Nadie sabe qué es la muerte, de la misma manera que nadie sabe qué es la vida… El hecho de no saber nada no nos hace peores, ni más vulnerables, quizá el no saber nada sea un bien que nos regaló Dios. Quizá sea, que la ignorancia forma parte del juego de la vida y lo único que nos hace grandes es reconocerla, ser lo suficientemente humildes para asumir que nos regalaron un tiempo, sin saber por qué…
Debe ser que alguien o algo decidió por nosotros, y nos concedió un tiempo de estancia en este plano de vivencia…
Nuestro ángulo de visión de las cosas es infinitamente estrecho comparado con la visión global que tiene Dios, por lo que no podemos hacer un balance certero de nada. Desde nuestra perspectiva, la muerte es sinónimo de dolor y sufrimiento, e instintivamente la rechazamos, nuestro instinto de vivir hace que la rechacemos, porque nos parece contraria a la vida…
No tenemos el control de nada y el hecho de que creamos una cosa u otra no cambia la realidad, y la única realidad palpable es que estamos aquí ahora, eso es todo lo que sabemos…
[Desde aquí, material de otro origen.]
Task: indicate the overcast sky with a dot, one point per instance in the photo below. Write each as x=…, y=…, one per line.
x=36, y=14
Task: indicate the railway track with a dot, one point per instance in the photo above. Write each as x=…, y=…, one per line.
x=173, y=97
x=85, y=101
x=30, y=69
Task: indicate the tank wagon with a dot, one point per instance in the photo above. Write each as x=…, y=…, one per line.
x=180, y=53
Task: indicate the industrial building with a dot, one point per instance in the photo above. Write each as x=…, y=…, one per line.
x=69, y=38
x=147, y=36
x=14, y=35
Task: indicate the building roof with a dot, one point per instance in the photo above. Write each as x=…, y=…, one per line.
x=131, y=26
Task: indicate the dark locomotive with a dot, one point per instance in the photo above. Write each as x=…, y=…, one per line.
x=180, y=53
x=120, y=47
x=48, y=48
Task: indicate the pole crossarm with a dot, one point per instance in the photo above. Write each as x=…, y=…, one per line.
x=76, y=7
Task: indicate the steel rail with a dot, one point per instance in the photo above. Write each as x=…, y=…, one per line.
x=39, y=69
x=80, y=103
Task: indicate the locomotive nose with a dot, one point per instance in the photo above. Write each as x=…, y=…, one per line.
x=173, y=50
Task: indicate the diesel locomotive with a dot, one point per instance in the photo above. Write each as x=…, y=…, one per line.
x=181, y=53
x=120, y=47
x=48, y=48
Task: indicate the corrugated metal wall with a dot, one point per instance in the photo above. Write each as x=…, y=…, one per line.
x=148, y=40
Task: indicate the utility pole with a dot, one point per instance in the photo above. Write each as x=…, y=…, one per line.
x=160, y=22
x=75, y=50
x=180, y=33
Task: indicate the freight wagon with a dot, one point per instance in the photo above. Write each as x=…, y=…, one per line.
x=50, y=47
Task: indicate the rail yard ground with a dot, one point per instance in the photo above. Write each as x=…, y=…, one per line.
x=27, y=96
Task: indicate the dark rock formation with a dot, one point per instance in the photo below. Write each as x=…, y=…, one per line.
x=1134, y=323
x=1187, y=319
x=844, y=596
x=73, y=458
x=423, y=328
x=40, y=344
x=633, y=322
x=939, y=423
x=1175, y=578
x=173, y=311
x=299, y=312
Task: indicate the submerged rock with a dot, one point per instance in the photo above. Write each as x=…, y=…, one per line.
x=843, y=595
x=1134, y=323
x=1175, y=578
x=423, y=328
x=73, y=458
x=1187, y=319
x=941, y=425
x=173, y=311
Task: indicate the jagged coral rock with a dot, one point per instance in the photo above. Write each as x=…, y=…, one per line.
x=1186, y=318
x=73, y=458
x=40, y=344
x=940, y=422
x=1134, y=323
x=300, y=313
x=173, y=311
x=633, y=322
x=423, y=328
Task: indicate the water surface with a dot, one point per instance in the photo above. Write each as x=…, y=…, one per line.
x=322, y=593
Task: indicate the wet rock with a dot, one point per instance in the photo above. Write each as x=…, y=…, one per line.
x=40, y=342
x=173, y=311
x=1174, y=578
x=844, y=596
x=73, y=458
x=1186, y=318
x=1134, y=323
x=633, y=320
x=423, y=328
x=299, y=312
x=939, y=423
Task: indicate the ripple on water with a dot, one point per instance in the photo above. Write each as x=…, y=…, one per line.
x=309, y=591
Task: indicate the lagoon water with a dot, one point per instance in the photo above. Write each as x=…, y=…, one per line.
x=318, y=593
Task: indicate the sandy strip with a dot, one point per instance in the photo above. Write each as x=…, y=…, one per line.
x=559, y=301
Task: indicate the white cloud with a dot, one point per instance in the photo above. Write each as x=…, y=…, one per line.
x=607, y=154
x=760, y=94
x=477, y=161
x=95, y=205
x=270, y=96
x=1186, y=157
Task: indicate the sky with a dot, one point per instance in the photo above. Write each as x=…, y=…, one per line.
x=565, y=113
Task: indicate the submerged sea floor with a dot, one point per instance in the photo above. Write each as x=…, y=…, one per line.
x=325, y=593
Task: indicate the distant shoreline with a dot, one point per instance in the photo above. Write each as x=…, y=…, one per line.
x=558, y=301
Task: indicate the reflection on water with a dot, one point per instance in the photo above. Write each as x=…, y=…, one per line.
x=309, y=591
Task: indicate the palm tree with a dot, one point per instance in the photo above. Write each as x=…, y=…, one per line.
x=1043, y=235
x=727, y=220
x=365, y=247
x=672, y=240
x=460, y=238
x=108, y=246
Una vez soñé con Dios, y en ese sueño se dirigió a mí, y me dijo: “No importa si esta vida te parece injusta o absurda, eso no importa, lo que de verdad importa es que tú andes el camino que yo te he puesto para andar”…
Ahora, una vez alcanzada la madurez a uno le gustaría una vida más larga para poder emprender cosas que de joven no hizo, eso es cierto. Pero la muerte a los ojos de un creyente no es nada malo. Cuando uno ha vivido en paz con uno mismo la muerte es la puerta de entrada a un lugar mejor, y la espera con calma y con alegría.
Magnífico artículo. Yo ya he estado dos veces “ahí” y ya no le temo a la vida.